The Application layer is the topmost layer of the TCP/IP protocol suite. The Application layer is responsible for entertaining the requests initiated at the application level. The application layer uses different protocols to complete the requests for different programs. Some of the protocols used by the application layer include HyperText Transfer Protocol (HTTP), File Transfer Protocol (FTP), and Simple Mail Transfer Protocol (SMTP). For example, when we request our browser to access a web server, it calls HTTP protocol to complete the request. Similarly, when we want to upload (or download) a file through a program, the application layer uses the FTP protocol to complete the request. The application layer uses the ports to pass on the data to the transport layer.

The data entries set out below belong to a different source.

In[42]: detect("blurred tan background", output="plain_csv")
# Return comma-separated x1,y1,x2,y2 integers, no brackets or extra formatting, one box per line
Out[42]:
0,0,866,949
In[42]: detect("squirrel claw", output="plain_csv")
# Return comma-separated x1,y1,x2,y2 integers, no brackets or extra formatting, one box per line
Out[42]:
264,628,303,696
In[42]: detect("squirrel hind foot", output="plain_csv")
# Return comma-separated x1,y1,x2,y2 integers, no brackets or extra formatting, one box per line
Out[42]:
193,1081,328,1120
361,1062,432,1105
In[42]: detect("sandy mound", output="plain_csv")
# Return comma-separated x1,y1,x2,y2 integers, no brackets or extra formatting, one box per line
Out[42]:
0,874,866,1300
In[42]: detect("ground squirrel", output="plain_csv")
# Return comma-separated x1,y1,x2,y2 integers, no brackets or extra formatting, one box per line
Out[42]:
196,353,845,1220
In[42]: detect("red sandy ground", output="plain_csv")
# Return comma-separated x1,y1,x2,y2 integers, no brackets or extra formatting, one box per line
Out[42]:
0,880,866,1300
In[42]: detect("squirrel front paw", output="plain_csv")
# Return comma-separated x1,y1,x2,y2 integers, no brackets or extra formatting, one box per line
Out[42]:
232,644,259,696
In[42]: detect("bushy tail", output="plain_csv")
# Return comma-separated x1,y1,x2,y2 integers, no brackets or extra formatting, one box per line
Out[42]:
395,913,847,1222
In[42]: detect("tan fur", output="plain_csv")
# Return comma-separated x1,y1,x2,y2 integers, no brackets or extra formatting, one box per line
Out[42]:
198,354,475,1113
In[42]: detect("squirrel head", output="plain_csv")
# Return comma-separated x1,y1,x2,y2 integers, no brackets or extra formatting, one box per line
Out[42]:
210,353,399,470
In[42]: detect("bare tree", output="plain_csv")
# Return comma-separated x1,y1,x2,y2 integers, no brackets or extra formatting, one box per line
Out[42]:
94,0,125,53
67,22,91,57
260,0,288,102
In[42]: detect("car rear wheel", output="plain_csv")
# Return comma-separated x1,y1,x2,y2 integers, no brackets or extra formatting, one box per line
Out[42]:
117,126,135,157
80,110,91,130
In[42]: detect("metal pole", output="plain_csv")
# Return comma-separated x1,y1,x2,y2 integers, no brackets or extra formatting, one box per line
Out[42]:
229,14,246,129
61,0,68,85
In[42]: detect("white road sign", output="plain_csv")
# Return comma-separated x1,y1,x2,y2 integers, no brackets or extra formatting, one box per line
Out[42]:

The ports are logical addresses/interfaces that connect a computer to internal or external devices. The use of the ports makes it easier for the transport layer to understand the type of data. For example, data sent over port 25 means the data is about the email request. A data sent over port 21 and port 22 means it is an FTP data.

Transport Layer

The application layer sends the data to the lower layer, i.e. the transport layer. The transport layer converts the data into data packets and sends to the destination device. The transport layer uses Transmission Control Protocol (TCP) and the User Datagram Protocol (UDP). The TCP is used for reliable communication while UDP is used where reliability is less important. When the transport layer receives data from the application layer, it is transformed into the data packets. The TCP and UDP add a header to the data packets. The TCP header contains different fields like source and destination port information; packet sequence number, acknowledgment information, and checksum values. Each field plays its role when data packets are exchanged. For example, the checksum field is used to check if any packet during the data exchange process has been tampered with or not. The sequence number tells the TCP at the destination about the order of the packet. The TCP at the receiver end combines the packets in the correct order with the help of the sequence numbers. When a packet is successfully transferred, the devices acknowledge the successful delivery of the packets. If the sender does not receive an acknowledgment by the receiver in a specified period or window, it resends the packet. The entire packets at the receiver end are arranged in the correct order; the headers are removed from the packets before reassembling them into a complete message.

Network Layer

The data packets from the transport layer travel down to the network layer. Different protocols operate at the network layer including Internet Protocol (IP), Internet Control Message Protocol (ICMP), and Address Resolution Protocol (ARP). At the network layer, a header called IP header is added to the data packet. The IP header contains the source and destination IP address. The packet is sent out to the destination via a router. The router contains a table containing IP addresses of different hosts including the gateway devices (other routers). The router checks if the destination IP address matches with the IP address saved in the table. If the router fails to locate the destination IP address, it sends the data packets to the other router device. The process continues until the packet reaches the destination.

Data Link Layer

The data link layer is subdivided into three layers, namely (i) Logic Link Control, (ii) MAC Layer, and (iii) Physical Layer. The Logic Link Control (LLC) has the information about the protocol used by the network layer. The LLC, at the receiving end, helps in deciding the delivery of the data packet to the corresponding protocol at the destination network layer. The MAC layer adds the source and destination MAC address to the data frames. The physical layer converts the data frames into a format that can be transmitted over the network. For instance, the physical layer converts the data frames into electrical signals if the path is wired. Similarly, the data frames are converted into electromagnetic waves for wireless communication medium. The aforementioned layers work conversely at the receiving end. The electric signals or electromagnetic waves are converted back into data frames, the headers are removed from the packets; and finally, the packets are reassembled into complete data.